Jon Robinson: "Top Spin 4" seems like an obvious game for the Move or Kinect. Will the game be playable with the new motion controls?
Ryan Hunt: It's not something we're talking about at this point but it's something that we're definitely exploring. At this point, it's so early and we have a lot of exciting news to come, but I don't think we can confirm or deny this. There are still a lot of balls up in the air. At this point I don't think we can even talk at all about whether or not it's feasible or will be in the final product.
Michael Kelly: I can confirm that it's something we are looking into, but I can't confirm or deny that it will be in the final product.
Jon Robinson: Can you talk about some of the improvements that were made to the game's visuals?

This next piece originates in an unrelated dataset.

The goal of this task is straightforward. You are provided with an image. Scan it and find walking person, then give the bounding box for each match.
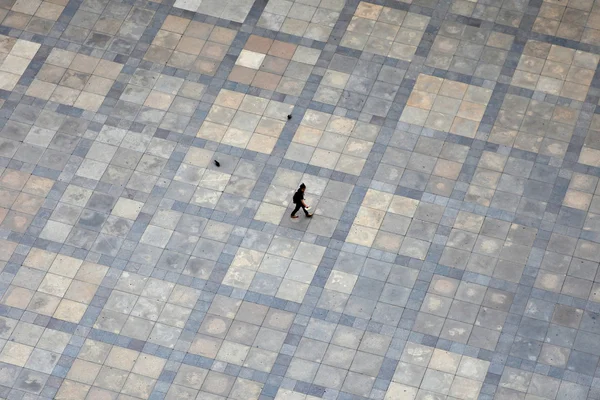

Michael Kelly: Besides gameplay, we always want to improve our presentation each year, and with sports titles in particular, this is always a big deal. Every iteration of the franchise, you want to give the player more than a new roster, and the gameplay controls are a huge part of that, but we've also done a lot on the broadcast-style presentation. When you're playing, the crowds are going to get a lot more amped up. We've redone some of our graphics engine with new lighting and some other technical stuff, but we have high-res player models and textures, and we've done a lot of photo sessions and video study of all our pros. We have over 3,000 new animations, and that goes into that signature style, where players will not only play like themselves, but look like themselves. You want the actual swing movement that you'd expect. When you add that many new animations, it really helps in the responsiveness of the controls and goes along with our accessibility goal.
We've also done a lot trying to capture dynamic crowds, so if you have a really long rally, you will hear the crowd react to every single shot, and when you finally get the winner, the crowd will just go crazy. Or if it's a really close shot and somebody runs it down and does the between the legs shot, the crowd will react accordingly. They'll even react disappointed if you blow it at the end. It's really cool and something that we're really excited about.